A Novel Method for Determining the Attribute Weights in the Multiple Attribute Decision-Making with Neutrosophic Information through Maximizing the Generalized Single-Valued Neutrosophic Deviation

oleh: Wentao Xiong, Jing Cheng

Format: Article
Diterbitkan: MDPI AG 2018-06-01

Deskripsi

The purpose of this paper is to investigate the weights determination in the multiple attribute decision-making (MADM) with the single valued neutrosophic information. We first introduce a generalized single-valued neutrosophic deviation measure for a group of single valued neutrosophic sets (SVNSs), and then present a novel and simple nonlinear optimization model to determine the attribute weights by maximizing the total deviation of all attribute values, whether the attribute weights are partly known or completely unknown. Compared with the existing method based on the deviation measure, the presented approach does not normalize the optimal solution and is easier to integrate the subjective and objective information about attribute weights in the neutrosophic MADM problems.
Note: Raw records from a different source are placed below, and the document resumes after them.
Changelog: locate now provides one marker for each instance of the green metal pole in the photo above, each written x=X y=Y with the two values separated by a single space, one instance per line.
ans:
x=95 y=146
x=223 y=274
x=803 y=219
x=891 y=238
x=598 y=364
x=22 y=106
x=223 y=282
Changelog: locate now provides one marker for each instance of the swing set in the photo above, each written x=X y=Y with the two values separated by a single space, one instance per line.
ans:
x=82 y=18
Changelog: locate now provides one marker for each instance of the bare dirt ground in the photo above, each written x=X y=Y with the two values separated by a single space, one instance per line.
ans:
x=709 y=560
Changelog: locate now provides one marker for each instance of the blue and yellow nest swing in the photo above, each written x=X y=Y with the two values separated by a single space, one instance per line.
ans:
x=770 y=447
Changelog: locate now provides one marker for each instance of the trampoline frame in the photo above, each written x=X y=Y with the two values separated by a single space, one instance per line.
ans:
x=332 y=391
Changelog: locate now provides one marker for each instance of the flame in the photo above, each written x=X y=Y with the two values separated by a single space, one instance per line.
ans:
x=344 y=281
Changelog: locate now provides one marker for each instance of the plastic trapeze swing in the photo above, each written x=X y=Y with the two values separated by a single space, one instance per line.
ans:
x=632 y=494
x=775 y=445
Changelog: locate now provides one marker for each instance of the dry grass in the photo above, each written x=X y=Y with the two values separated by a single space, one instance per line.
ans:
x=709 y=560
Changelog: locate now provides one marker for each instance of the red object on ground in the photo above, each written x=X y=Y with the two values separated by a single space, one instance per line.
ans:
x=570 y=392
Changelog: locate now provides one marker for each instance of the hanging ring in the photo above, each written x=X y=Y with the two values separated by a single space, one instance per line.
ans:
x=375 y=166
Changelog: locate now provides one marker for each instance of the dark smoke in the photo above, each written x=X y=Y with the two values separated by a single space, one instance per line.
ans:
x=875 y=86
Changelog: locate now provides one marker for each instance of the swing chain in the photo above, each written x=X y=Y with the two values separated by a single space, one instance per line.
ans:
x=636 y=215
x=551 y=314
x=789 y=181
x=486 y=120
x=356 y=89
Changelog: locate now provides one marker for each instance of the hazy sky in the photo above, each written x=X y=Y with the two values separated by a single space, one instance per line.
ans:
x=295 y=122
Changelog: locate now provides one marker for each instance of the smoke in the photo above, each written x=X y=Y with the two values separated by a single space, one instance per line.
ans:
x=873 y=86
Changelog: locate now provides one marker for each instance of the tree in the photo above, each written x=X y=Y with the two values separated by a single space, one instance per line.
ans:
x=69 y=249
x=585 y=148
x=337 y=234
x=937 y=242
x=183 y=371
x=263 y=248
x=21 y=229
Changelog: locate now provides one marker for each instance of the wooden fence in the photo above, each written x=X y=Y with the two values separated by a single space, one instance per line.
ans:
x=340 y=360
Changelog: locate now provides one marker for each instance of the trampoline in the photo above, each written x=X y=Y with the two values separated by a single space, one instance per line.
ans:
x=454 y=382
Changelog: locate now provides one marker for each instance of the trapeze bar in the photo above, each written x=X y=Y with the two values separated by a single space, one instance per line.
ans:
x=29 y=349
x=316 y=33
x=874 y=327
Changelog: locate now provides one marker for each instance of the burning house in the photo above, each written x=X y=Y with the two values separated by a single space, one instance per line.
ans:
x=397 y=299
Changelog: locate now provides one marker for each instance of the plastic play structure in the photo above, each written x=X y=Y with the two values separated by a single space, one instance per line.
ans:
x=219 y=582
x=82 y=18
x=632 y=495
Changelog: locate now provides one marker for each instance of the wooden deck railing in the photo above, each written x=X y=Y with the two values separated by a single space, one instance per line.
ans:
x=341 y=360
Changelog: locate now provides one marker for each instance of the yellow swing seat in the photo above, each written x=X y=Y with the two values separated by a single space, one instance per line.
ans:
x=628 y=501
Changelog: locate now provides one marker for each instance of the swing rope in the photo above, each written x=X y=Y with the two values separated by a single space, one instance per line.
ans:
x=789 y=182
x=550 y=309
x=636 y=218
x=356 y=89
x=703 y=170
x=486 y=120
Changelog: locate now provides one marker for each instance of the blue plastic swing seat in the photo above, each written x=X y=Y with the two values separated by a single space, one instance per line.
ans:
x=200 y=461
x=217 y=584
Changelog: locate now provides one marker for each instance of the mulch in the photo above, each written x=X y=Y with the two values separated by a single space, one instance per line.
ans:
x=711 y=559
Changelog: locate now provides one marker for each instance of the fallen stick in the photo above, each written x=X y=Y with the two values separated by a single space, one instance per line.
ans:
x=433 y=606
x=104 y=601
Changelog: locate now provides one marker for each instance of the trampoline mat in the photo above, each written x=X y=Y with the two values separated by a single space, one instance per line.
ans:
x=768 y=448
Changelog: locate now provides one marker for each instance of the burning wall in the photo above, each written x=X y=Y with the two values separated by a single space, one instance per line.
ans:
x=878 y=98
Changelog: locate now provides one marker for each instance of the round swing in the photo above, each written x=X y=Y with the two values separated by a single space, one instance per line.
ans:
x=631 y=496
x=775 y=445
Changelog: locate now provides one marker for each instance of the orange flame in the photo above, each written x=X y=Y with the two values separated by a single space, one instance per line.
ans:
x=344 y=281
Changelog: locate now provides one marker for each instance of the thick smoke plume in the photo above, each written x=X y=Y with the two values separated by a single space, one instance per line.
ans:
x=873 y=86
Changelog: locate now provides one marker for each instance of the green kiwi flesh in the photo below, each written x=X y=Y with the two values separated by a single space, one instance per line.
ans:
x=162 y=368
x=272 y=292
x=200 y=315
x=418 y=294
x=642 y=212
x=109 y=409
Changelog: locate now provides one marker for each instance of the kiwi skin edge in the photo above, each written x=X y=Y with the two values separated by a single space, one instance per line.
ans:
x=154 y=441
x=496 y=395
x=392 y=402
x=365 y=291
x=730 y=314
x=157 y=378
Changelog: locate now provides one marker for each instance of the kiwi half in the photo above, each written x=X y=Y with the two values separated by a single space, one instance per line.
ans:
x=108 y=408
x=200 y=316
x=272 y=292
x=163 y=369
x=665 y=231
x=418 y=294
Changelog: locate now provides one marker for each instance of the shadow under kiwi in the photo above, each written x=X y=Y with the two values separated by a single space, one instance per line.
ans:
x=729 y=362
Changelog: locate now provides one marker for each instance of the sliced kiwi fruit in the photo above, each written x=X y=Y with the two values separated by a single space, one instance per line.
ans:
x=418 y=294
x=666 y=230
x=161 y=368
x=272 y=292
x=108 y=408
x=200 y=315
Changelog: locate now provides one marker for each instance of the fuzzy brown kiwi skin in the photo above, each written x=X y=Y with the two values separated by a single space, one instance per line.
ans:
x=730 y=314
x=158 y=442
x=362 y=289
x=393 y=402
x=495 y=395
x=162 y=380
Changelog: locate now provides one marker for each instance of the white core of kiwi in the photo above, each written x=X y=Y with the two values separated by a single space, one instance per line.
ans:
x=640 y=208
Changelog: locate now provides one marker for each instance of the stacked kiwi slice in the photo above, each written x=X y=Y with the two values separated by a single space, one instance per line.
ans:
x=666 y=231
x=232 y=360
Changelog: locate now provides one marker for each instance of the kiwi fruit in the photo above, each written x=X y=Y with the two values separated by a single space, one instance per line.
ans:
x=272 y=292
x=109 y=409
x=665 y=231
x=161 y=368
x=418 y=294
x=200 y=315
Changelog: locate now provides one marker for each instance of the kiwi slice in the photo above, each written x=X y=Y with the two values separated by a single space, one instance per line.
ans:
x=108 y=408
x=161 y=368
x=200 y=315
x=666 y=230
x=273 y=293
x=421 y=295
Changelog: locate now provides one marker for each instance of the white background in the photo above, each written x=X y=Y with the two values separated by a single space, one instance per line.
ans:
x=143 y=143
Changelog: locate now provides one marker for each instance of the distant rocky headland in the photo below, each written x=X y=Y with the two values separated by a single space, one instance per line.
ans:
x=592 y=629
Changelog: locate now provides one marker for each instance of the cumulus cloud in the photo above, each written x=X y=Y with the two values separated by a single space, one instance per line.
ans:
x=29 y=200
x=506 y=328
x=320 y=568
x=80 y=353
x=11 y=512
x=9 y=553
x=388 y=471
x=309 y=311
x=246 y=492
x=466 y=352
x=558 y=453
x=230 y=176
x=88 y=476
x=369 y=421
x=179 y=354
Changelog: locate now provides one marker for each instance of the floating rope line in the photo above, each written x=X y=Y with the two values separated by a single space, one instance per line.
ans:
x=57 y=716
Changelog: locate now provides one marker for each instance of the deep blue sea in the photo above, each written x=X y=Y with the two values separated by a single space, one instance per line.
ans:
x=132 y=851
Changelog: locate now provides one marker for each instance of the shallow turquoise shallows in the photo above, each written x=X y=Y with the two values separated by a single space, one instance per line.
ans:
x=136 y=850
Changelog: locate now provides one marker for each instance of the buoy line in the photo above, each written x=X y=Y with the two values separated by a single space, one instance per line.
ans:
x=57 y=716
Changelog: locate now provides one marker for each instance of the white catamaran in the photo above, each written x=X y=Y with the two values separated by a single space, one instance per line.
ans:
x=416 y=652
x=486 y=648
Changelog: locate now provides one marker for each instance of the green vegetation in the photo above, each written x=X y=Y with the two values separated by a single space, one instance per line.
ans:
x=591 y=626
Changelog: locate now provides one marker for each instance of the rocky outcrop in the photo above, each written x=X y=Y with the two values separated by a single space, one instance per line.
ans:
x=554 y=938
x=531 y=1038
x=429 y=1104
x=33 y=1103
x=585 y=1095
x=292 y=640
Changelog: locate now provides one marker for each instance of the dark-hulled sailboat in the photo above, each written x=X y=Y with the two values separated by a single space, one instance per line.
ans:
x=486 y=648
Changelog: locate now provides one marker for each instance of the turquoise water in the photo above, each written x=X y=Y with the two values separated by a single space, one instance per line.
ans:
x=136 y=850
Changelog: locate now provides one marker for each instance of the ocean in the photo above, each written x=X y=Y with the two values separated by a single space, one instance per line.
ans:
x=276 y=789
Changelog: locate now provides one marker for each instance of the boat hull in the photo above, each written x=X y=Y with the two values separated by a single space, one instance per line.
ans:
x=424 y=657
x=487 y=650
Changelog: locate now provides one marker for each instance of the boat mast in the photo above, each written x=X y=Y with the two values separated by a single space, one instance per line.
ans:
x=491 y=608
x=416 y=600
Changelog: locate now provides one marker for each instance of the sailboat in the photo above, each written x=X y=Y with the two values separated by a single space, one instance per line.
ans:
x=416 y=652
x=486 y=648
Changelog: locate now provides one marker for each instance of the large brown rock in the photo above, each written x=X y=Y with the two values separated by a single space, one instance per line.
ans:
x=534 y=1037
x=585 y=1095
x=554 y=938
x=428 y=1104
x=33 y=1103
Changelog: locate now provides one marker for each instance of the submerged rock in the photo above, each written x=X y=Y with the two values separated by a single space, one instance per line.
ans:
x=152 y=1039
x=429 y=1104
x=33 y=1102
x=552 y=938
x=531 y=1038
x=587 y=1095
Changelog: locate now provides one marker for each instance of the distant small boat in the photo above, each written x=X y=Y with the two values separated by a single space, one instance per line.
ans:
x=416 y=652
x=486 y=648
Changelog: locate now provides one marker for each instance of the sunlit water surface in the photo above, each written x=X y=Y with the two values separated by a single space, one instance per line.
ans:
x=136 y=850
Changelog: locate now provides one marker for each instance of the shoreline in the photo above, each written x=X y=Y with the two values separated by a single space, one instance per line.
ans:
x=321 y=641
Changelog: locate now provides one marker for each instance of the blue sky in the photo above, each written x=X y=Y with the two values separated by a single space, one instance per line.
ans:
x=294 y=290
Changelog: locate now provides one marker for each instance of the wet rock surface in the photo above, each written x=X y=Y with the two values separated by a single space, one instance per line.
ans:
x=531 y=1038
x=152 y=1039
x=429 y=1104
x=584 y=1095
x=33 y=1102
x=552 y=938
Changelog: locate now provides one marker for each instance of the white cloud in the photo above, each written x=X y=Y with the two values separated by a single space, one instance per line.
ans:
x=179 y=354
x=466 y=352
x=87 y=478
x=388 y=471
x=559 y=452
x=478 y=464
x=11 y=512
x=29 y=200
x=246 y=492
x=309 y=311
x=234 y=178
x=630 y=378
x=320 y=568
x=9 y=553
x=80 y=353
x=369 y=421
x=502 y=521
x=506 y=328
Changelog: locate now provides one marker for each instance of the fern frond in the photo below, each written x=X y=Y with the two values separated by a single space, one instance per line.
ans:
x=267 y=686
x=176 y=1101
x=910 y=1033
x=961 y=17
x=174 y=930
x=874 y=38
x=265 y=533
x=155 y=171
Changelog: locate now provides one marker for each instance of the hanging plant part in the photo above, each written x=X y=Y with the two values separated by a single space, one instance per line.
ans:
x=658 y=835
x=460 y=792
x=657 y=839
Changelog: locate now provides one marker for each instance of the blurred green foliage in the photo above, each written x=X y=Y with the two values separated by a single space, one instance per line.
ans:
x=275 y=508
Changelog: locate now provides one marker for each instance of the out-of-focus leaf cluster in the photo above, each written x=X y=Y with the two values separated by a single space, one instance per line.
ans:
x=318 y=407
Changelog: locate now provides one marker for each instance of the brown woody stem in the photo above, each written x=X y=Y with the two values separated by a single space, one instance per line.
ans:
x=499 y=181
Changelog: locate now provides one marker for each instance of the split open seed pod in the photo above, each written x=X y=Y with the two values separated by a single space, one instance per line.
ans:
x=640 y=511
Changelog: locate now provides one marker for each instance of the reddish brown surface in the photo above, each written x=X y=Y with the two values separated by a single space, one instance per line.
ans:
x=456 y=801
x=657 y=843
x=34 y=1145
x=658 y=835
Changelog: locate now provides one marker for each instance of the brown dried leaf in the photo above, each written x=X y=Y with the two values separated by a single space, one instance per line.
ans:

Moreover, the proposed nonlinear optimization model is solved to obtain an exact and straightforward formula for determining the attribute weights if the attribute weights are completely unknown. After the weights are obtained, the neutrosophic information of each alternative is aggregated by using the single valued neutrosophic weighted average (SVNWA) operator. In what follows, all alternatives are ranked and the most preferred one(s) is easily selected according to the score function and accuracy function. Finally, an example in literature is examined to verify the effectiveness and application of the developed approach. The example is also used to demonstrate the rationality for overcoming some drawbacks of the existing approach according to the maximizing deviation method.